Mondiale per Club: Kazan campione di tutto. 3-0 alla Lube

Finale 1°-2° posto
Lube Civitanova – Zenit Kazan 0-3 (25-27, 22-25, 22-25) – il tabellino

CRACOVIA – Dopo le 2 finali perse in Brasile lo Zenit Kazan sfata il tabù mondiale e per la prima volta conquista il titolo iridato. E’ il terzo trofeo stagionale per il team di Alekno che si è già aggiudicato Supercoppa e Coppa di Russia.
Per la Lube è un buon secondo posto con qualche rammarico, soprattutto per il primo e secondo set: falliti 2 set point nella prima frazione, sprecato un vantaggio di 14-10 e palla in mano nella seconda.

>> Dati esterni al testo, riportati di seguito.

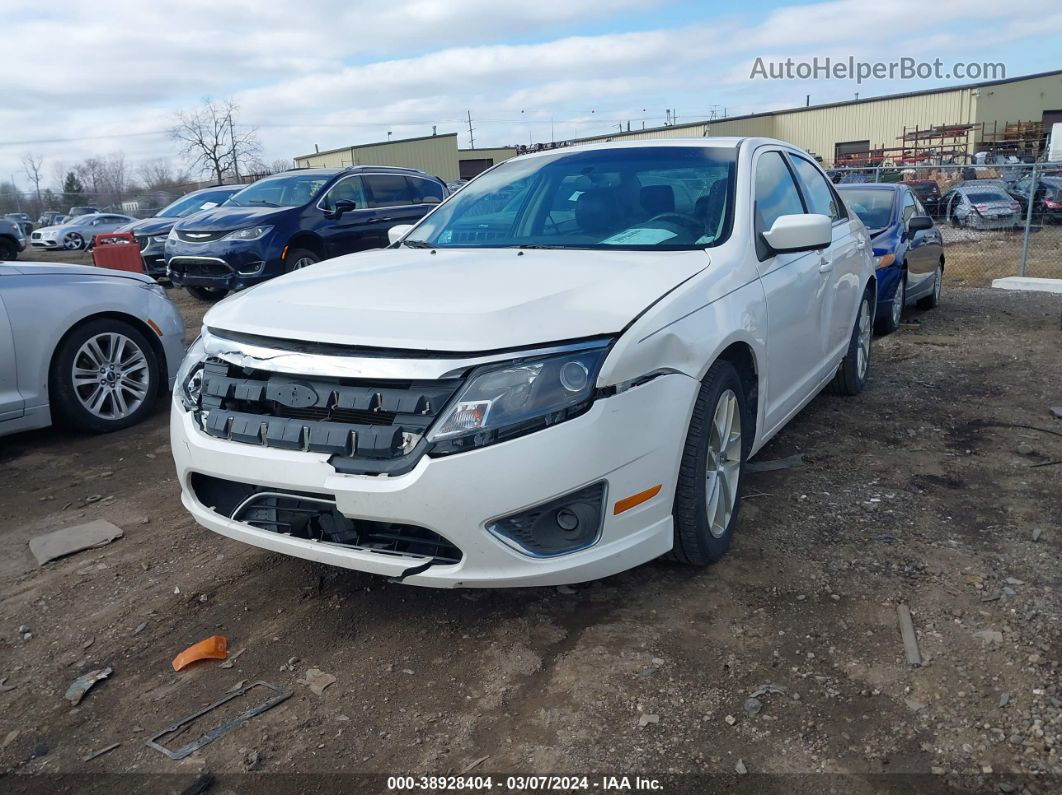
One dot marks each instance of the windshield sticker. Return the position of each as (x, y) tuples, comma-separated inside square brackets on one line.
[(639, 237)]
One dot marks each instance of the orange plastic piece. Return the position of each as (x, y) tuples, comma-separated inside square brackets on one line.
[(215, 647)]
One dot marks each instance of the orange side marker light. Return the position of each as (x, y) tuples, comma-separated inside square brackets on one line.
[(629, 502)]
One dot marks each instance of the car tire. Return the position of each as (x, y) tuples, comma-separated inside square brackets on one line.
[(854, 369), (300, 258), (889, 323), (931, 300), (121, 396), (207, 293), (712, 469)]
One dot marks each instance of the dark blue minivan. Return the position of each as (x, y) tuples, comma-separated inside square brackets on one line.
[(292, 220)]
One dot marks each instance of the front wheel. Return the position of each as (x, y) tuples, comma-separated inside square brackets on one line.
[(207, 293), (708, 493), (104, 377), (852, 375), (934, 298)]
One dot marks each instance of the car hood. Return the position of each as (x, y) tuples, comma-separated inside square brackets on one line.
[(149, 226), (460, 300), (229, 218), (58, 269)]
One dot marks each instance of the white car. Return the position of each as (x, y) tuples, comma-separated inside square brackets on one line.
[(555, 376), (78, 231), (90, 347)]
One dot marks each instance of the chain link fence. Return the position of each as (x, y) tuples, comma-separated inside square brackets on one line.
[(996, 220)]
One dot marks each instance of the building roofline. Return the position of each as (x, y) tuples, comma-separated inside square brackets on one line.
[(841, 103), (375, 143)]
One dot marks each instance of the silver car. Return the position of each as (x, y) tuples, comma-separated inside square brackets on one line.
[(79, 230), (89, 347), (981, 205)]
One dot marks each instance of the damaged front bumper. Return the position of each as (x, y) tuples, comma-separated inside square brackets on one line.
[(435, 522)]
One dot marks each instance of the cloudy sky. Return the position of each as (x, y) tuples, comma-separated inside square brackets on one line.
[(93, 78)]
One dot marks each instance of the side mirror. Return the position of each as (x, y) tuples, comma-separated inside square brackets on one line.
[(342, 205), (397, 232), (804, 232)]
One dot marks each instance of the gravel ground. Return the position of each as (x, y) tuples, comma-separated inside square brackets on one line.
[(784, 658)]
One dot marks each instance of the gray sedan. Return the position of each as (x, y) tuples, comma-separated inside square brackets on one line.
[(78, 232), (89, 347)]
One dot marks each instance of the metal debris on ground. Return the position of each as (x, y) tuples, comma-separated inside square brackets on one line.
[(318, 680), (279, 694), (771, 466), (907, 633), (83, 684), (67, 541), (100, 753), (215, 647)]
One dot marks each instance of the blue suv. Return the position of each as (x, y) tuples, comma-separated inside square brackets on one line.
[(292, 220)]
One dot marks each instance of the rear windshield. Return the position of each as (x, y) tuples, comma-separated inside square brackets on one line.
[(645, 197), (873, 207)]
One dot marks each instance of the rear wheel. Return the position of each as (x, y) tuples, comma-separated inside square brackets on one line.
[(708, 491), (104, 377), (934, 298), (889, 323), (852, 375), (207, 293)]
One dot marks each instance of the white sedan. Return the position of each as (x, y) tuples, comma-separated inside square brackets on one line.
[(79, 231), (557, 375)]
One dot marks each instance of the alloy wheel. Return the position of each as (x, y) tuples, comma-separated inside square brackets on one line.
[(862, 343), (110, 376), (723, 463)]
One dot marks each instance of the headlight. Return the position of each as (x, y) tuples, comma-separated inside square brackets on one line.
[(252, 232), (506, 400), (189, 381)]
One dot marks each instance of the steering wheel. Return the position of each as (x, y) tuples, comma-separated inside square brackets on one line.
[(681, 219)]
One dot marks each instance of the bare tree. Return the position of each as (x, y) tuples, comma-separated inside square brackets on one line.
[(212, 141), (32, 166)]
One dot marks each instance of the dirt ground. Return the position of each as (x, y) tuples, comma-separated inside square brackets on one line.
[(909, 495)]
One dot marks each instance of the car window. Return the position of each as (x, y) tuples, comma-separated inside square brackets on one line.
[(388, 190), (776, 193), (350, 189), (817, 190), (637, 197), (425, 191), (907, 210)]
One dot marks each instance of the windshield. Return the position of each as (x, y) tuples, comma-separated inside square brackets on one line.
[(290, 190), (873, 207), (649, 197), (194, 203), (988, 195)]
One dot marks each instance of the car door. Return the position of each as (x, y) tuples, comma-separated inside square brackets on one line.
[(355, 230), (392, 196), (12, 404), (795, 287), (841, 264)]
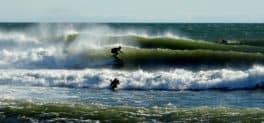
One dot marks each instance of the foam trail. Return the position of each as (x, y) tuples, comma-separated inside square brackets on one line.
[(177, 79)]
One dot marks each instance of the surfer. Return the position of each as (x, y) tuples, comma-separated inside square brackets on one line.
[(116, 51), (224, 42), (114, 84)]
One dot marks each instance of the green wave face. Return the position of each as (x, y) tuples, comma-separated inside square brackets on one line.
[(28, 112), (181, 44), (136, 57), (170, 51)]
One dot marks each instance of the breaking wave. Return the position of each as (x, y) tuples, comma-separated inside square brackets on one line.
[(176, 79)]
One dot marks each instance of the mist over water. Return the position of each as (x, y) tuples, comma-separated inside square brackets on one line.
[(49, 54)]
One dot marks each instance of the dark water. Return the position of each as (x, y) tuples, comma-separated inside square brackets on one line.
[(60, 72), (198, 31)]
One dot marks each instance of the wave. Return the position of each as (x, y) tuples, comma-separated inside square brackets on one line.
[(176, 79), (56, 112), (61, 47)]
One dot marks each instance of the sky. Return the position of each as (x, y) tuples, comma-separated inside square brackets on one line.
[(228, 11)]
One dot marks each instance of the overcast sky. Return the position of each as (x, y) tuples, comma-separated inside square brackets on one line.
[(132, 10)]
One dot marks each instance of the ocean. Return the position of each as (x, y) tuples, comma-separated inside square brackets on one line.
[(168, 72)]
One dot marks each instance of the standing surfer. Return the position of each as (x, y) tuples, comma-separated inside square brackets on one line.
[(114, 84), (116, 51)]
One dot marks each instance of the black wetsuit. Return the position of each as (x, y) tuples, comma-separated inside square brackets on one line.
[(114, 84), (115, 51)]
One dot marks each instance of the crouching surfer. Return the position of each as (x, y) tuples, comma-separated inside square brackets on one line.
[(114, 83), (116, 51)]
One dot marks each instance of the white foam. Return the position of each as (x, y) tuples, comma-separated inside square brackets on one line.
[(177, 79)]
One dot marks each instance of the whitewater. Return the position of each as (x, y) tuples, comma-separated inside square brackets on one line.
[(61, 72), (42, 56)]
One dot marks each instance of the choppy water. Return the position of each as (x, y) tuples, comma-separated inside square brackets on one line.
[(168, 72)]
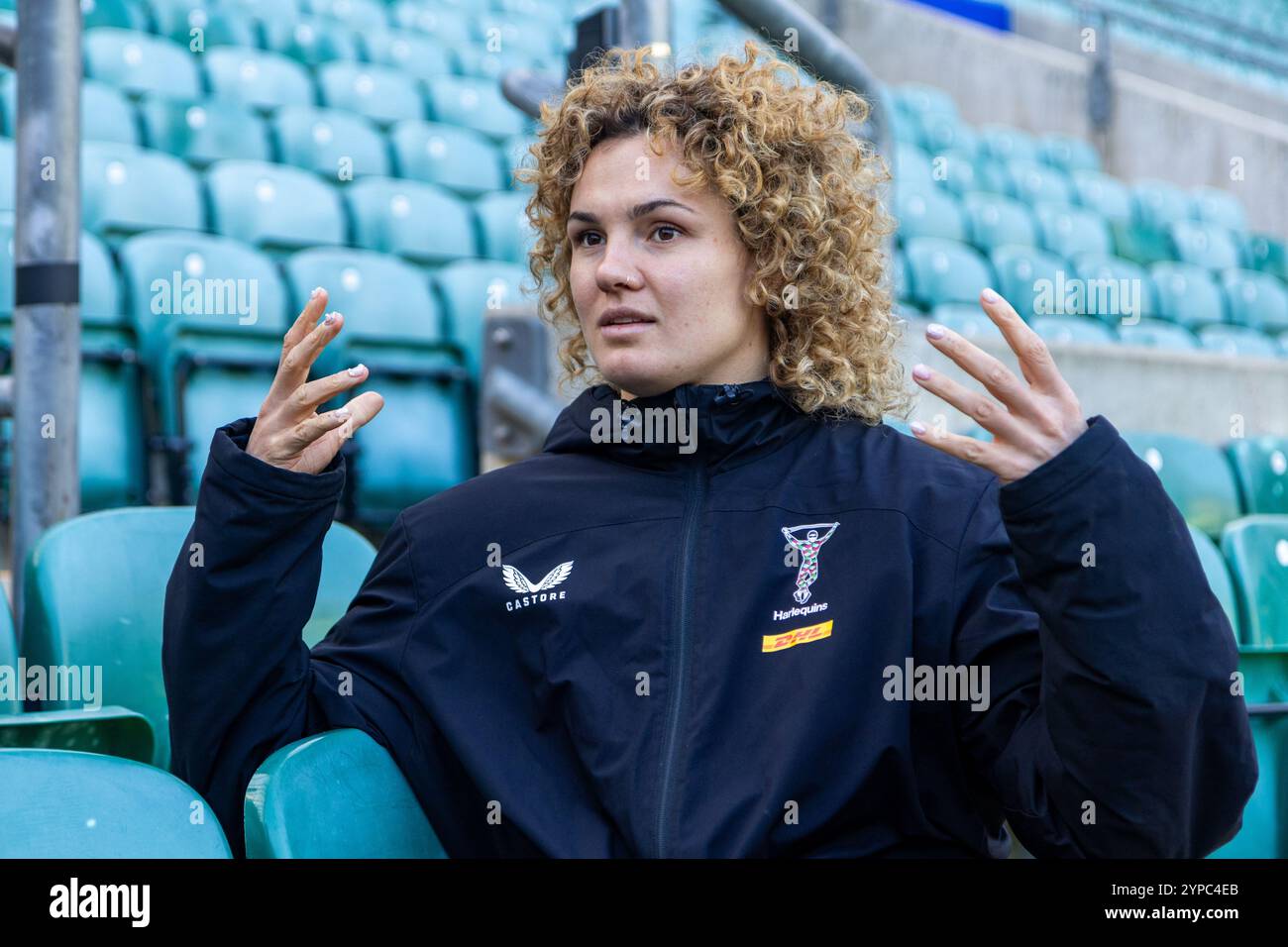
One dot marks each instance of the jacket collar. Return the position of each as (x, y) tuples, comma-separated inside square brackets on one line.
[(716, 425)]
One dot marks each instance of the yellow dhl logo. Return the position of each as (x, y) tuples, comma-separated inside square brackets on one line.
[(799, 635)]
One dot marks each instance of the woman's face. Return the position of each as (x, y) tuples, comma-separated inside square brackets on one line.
[(674, 257)]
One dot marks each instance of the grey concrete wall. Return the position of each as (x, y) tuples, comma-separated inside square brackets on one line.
[(1158, 131)]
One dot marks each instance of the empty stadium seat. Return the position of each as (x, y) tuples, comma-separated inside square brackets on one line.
[(273, 206), (1157, 334), (336, 145), (106, 112), (503, 226), (1070, 231), (1257, 300), (1029, 279), (1186, 295), (1236, 341), (944, 270), (459, 158), (1256, 548), (391, 215), (993, 221), (258, 77), (1107, 196), (204, 131), (335, 795), (138, 62), (128, 189), (1205, 245), (1068, 154), (1196, 476), (1261, 474), (927, 213), (382, 94), (473, 103), (65, 804), (94, 587), (471, 287)]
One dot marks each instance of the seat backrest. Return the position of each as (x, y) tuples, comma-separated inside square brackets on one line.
[(68, 804), (95, 595), (335, 795)]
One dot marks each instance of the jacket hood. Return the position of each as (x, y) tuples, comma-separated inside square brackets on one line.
[(720, 425)]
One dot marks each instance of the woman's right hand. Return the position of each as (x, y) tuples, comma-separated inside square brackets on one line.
[(288, 433)]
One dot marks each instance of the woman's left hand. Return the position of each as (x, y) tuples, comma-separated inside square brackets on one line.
[(1034, 420)]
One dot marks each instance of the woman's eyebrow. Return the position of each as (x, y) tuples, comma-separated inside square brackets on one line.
[(636, 211)]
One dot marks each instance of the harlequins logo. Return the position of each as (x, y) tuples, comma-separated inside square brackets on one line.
[(529, 592), (806, 540)]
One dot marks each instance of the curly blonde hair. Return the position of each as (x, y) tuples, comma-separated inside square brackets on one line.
[(805, 197)]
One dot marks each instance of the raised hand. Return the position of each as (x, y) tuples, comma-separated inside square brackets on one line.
[(1033, 421), (288, 433)]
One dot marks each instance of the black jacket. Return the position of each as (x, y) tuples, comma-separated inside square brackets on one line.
[(626, 650)]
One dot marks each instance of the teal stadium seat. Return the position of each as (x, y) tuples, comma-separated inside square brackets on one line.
[(1186, 295), (1069, 231), (310, 40), (1194, 474), (204, 131), (382, 94), (218, 26), (106, 112), (1033, 182), (258, 77), (993, 221), (339, 146), (468, 289), (335, 795), (1236, 341), (944, 270), (275, 208), (1257, 300), (138, 62), (1068, 154), (459, 158), (1261, 472), (1157, 334), (503, 227), (473, 103), (389, 215), (130, 189), (94, 586), (1205, 245), (64, 804)]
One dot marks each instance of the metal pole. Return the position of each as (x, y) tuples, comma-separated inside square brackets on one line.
[(47, 277)]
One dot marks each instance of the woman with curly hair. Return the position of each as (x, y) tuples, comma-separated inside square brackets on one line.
[(726, 611)]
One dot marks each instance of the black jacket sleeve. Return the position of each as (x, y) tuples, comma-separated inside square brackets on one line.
[(1112, 729), (240, 681)]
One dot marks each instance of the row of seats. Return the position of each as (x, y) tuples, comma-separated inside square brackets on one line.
[(1112, 299), (181, 334)]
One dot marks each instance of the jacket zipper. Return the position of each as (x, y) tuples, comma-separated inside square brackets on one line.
[(696, 486)]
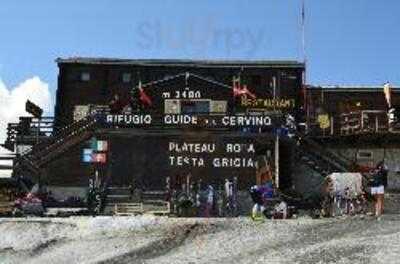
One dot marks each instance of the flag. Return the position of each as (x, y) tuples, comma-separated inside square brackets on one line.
[(239, 90), (387, 91), (247, 92), (144, 98), (102, 145)]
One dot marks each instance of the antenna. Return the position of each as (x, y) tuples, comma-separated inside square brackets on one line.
[(303, 33)]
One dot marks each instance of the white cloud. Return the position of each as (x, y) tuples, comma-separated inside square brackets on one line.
[(12, 102)]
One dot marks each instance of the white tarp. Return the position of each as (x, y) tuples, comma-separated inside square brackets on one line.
[(342, 180)]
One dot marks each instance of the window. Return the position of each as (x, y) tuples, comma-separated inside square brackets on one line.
[(195, 106), (85, 76), (126, 77), (365, 154)]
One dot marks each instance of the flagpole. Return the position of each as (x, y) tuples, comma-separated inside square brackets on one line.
[(303, 36)]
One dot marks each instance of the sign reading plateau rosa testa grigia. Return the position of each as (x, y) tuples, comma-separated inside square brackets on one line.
[(190, 120), (211, 154)]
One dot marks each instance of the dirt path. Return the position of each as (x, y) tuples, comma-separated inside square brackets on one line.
[(169, 240)]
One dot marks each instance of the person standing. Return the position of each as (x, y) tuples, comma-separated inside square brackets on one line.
[(378, 188), (210, 200)]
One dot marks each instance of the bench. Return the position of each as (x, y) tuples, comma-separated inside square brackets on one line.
[(6, 207), (157, 207), (128, 209)]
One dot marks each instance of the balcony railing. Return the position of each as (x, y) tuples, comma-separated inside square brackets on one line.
[(355, 122)]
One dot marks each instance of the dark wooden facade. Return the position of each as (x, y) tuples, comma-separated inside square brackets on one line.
[(141, 154), (349, 103)]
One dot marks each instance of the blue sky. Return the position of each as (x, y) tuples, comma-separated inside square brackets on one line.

I SESTETTI – Stesse formazioni delle semifinali e dunque Lube con Christenson-Sokolov; Juantorena-Kovar; Cester-Candellaro e Grebennikov libero. Kazan con Butko-Mikhaylov; Leon-Anderson; Volvich-Gutsalyuk e Verbov libero.

PIU’ E MENO – Juantorena si supera con 22 punti, il 68% di vinc. e il 55% di eff. in att., ma il fido scudiero Sokolov stavolta lo “tradisce”: per il bulgaro appena il 37% di vinc. e il 3% di eff. in attacco. Dall’altra parte invece accanto ai 19 punti col 65% di vinc (57% di eff.) di Leon ci sono anche i 12 col 55% di vinc. e il 45% di eff. di Mikhaylov.
Centrali quasi inoperosi in attacco: quelli della Lube mettono a segno 3 punti in 3 nel fondamentale, i 3 russi arrivano a 4.
A muro vince Kazan 9 a 4.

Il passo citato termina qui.